Assuming that I am having the following RDD:
alist = [('a',[['1',2]]),('b',[['2',3]]),('b',[['8',5]]),('b',[['8',5]]),('c',[['4',22]]),('a',[['5',22]])]
anRDD = sc.parallelize(alist)
My task is from each string letter get the list with the highest int value (index 1 of the list). If there is a huge amount of data and a lot of different keys (string letters) what of the following methods is recommended?
Method 1:
import operator
def sortAndTake(alistoflists):
alistoflists.sort(key=operator.itemgetter(1),reverse=True)
return alistoflists[0]
reducedRDD = anRDD.reduceByKey(lambda a,b:a+b)
finalRDD = reducedRDD.map(lambda x: (x[0],sortAndTake(x[1])))
finalRDD.collect()
Method 2:
def partitioner(n):
def partitioner_(x):
return portable_hash(x[0]) % n
return partitioner_
def sortIterator(iterator):
oldKey = None
cnt = 0
for item in iterator:
if item[0] != oldKey:
oldKey = item[0]
yield item
partitioned = anRDD.keyBy(lambda kv:(kv[0],kv[1][0][1]))
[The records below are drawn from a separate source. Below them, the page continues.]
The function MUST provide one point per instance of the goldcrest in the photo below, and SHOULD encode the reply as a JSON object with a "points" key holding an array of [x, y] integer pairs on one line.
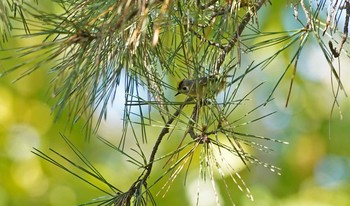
{"points": [[203, 87]]}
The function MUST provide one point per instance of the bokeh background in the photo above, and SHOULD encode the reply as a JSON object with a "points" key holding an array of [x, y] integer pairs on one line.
{"points": [[315, 164]]}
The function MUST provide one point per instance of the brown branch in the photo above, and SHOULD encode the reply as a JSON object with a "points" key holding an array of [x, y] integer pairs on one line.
{"points": [[229, 46]]}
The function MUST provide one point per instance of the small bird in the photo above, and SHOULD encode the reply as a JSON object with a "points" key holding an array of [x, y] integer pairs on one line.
{"points": [[203, 87]]}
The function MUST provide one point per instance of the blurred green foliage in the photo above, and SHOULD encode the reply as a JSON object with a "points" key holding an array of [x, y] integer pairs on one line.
{"points": [[315, 165]]}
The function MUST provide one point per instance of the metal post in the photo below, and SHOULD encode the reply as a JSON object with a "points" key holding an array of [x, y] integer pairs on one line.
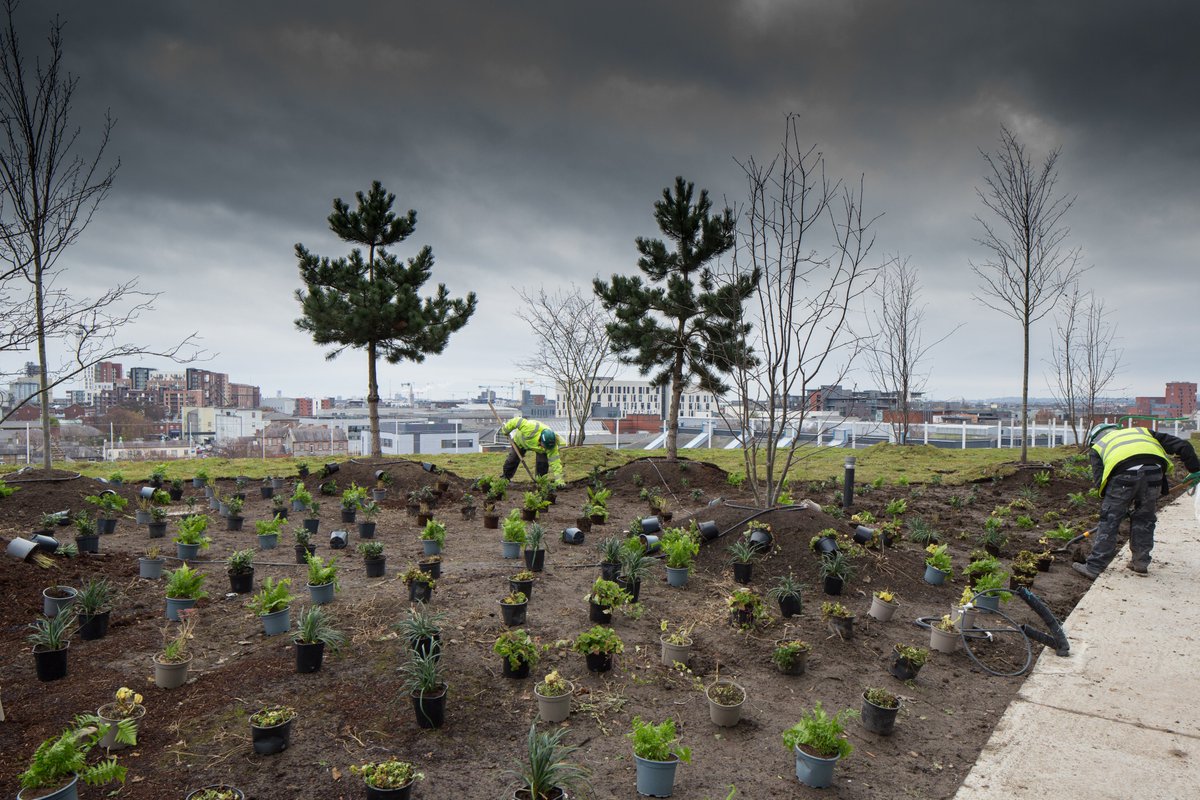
{"points": [[847, 487]]}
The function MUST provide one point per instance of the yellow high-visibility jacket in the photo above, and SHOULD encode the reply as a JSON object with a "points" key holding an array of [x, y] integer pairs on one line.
{"points": [[527, 435], [1116, 446]]}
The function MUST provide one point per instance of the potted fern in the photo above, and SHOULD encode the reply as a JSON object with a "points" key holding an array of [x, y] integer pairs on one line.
{"points": [[59, 763], [657, 752], [273, 605], [819, 743]]}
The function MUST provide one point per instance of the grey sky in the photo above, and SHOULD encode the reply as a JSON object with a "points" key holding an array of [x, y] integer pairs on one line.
{"points": [[532, 139]]}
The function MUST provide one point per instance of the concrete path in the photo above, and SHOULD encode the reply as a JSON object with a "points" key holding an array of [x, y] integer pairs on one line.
{"points": [[1120, 717]]}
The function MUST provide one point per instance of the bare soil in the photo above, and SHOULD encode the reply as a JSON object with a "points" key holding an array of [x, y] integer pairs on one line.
{"points": [[354, 710]]}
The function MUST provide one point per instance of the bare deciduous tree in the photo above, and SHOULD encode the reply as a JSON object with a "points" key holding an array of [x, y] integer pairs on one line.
{"points": [[810, 241], [898, 349], [573, 350], [48, 194], [1085, 358], [1029, 260]]}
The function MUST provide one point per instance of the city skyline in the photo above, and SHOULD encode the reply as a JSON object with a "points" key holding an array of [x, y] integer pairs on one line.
{"points": [[533, 154]]}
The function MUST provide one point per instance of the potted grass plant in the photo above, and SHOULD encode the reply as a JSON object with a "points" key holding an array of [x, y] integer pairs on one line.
{"points": [[547, 771], [315, 633]]}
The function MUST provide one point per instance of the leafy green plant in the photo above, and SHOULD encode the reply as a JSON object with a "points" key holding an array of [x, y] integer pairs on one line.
{"points": [[599, 639], [322, 572], [391, 774], [547, 765], [273, 596], [185, 583], [519, 648], [435, 531], [658, 743], [607, 595], [820, 733], [60, 757], [786, 653], [191, 530], [240, 561], [939, 558], [317, 625]]}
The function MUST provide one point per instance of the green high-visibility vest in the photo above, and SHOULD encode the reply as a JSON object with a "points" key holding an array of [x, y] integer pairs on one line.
{"points": [[1115, 446]]}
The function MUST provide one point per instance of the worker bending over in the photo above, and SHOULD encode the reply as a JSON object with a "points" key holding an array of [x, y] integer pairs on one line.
{"points": [[531, 434], [1131, 465]]}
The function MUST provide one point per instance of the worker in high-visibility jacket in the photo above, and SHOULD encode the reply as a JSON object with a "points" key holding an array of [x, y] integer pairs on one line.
{"points": [[532, 434], [1129, 465]]}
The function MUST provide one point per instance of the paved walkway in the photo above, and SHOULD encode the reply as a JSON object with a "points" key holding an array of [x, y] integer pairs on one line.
{"points": [[1120, 717]]}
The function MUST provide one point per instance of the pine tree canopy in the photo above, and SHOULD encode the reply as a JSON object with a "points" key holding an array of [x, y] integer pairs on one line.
{"points": [[682, 323], [359, 301]]}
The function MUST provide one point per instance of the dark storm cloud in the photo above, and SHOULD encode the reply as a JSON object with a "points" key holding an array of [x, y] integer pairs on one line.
{"points": [[533, 137]]}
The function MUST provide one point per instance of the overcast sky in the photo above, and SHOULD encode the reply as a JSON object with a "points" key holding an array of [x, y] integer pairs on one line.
{"points": [[533, 138]]}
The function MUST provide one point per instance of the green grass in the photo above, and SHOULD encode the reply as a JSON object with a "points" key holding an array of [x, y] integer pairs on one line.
{"points": [[916, 463]]}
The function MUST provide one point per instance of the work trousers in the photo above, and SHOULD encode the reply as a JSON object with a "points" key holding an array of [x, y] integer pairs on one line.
{"points": [[1133, 494], [514, 461]]}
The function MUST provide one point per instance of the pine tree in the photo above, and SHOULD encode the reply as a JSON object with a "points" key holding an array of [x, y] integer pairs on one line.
{"points": [[373, 304], [667, 324]]}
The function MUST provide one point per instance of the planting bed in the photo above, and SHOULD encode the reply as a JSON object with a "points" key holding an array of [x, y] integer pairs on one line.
{"points": [[353, 709]]}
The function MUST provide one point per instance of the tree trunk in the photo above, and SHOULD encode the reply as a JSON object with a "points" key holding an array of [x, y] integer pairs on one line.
{"points": [[373, 401], [42, 374]]}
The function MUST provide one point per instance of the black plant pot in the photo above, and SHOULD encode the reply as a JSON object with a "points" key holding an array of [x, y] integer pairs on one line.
{"points": [[520, 673], [598, 661], [94, 626], [598, 614], [241, 582], [790, 606], [310, 656], [268, 741], [514, 615], [51, 665], [877, 719], [634, 589], [535, 560], [431, 709]]}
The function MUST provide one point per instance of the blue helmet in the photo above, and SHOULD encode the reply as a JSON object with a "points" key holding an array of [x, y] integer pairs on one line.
{"points": [[1099, 429]]}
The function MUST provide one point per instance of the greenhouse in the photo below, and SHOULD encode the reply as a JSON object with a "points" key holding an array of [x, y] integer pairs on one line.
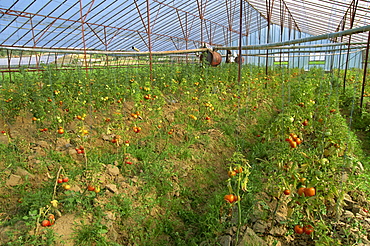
{"points": [[151, 122]]}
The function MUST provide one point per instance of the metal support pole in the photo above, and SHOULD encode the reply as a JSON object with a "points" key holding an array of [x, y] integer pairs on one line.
{"points": [[83, 37], [149, 41], [349, 41], [365, 71], [240, 41]]}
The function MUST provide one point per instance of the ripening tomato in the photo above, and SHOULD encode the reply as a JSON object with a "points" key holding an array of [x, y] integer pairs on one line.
{"points": [[229, 198], [310, 191], [301, 191], [45, 223], [308, 229], [231, 173], [287, 192], [67, 187], [298, 229], [238, 169], [293, 144], [298, 141]]}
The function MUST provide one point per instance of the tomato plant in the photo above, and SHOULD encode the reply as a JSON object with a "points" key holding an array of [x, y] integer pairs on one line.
{"points": [[309, 191], [287, 192], [298, 229]]}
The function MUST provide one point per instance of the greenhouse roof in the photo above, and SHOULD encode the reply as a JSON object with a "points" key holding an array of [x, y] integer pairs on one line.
{"points": [[173, 25]]}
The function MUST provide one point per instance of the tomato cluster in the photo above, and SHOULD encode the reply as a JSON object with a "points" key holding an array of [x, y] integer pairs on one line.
{"points": [[293, 140], [232, 173], [80, 150], [308, 229], [231, 198], [308, 192], [137, 129]]}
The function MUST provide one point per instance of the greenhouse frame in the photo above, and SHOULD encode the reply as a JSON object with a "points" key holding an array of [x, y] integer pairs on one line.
{"points": [[184, 122]]}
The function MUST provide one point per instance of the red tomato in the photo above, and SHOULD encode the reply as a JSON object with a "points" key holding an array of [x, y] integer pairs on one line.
{"points": [[298, 229], [231, 173], [298, 141], [45, 223], [229, 198], [301, 191], [308, 229], [238, 169], [293, 144], [310, 191]]}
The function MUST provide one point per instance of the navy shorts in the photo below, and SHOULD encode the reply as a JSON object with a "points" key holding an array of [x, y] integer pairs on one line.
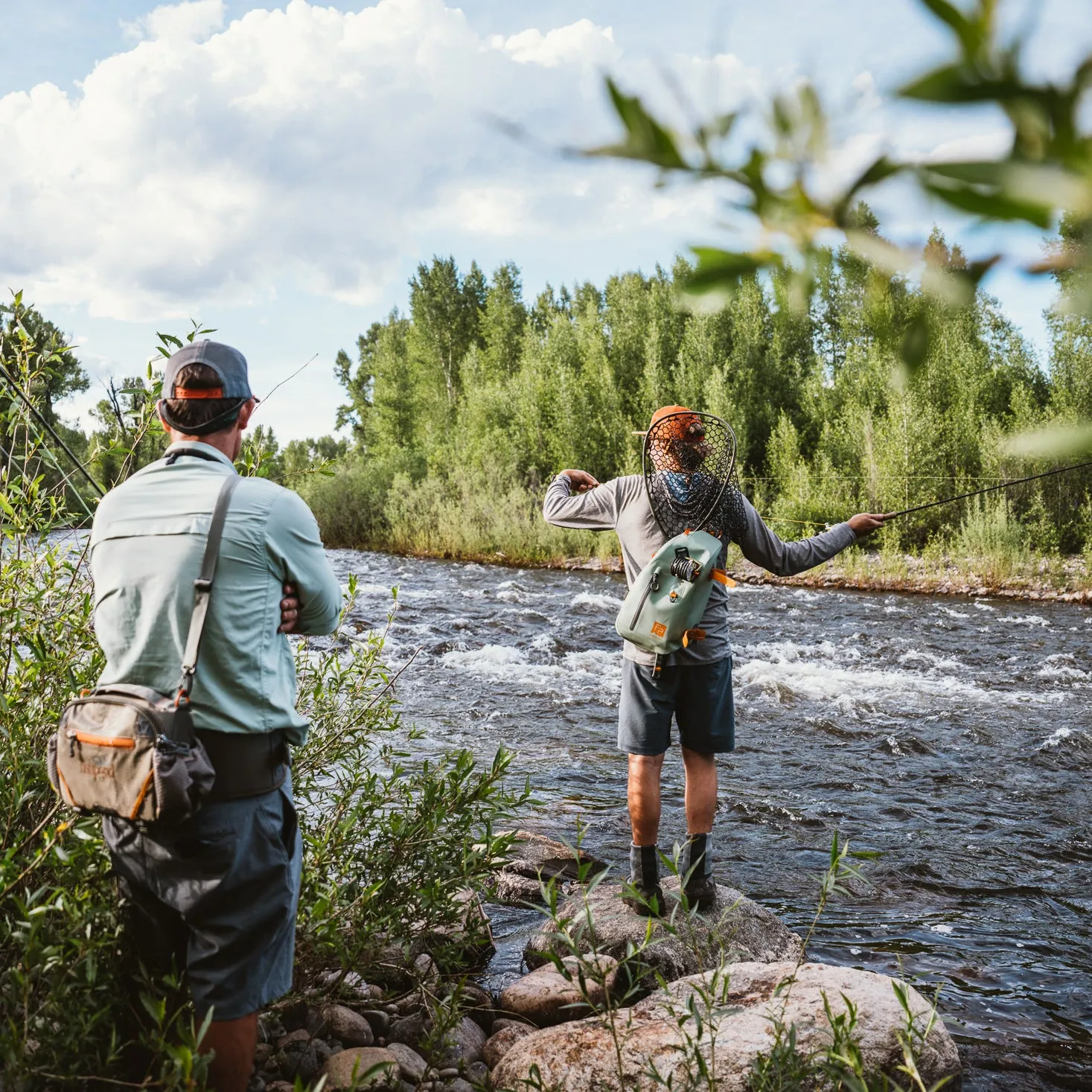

partitioned.repartitionAndSortWithinPartitions(
numPartitions=2,
partitionFunc=partitioner(2),ascending=False)
.map(lambda x: x[1])
.mapPartitions(sortIterator)
(method 2 is inspired from the accepted answer(by zero323) from a previous question I have made: Using repartitionAndSortWithinPartitions
)
From my understanding in the first method if we got a huge different key values there is a lot of shuffling between the workers in the reduceByKey
which could make the method 2 quicker ( I am not sure if the same is happening when using repartitionAndSortWithinPartitions
in method2).
Any insight? Thanks :)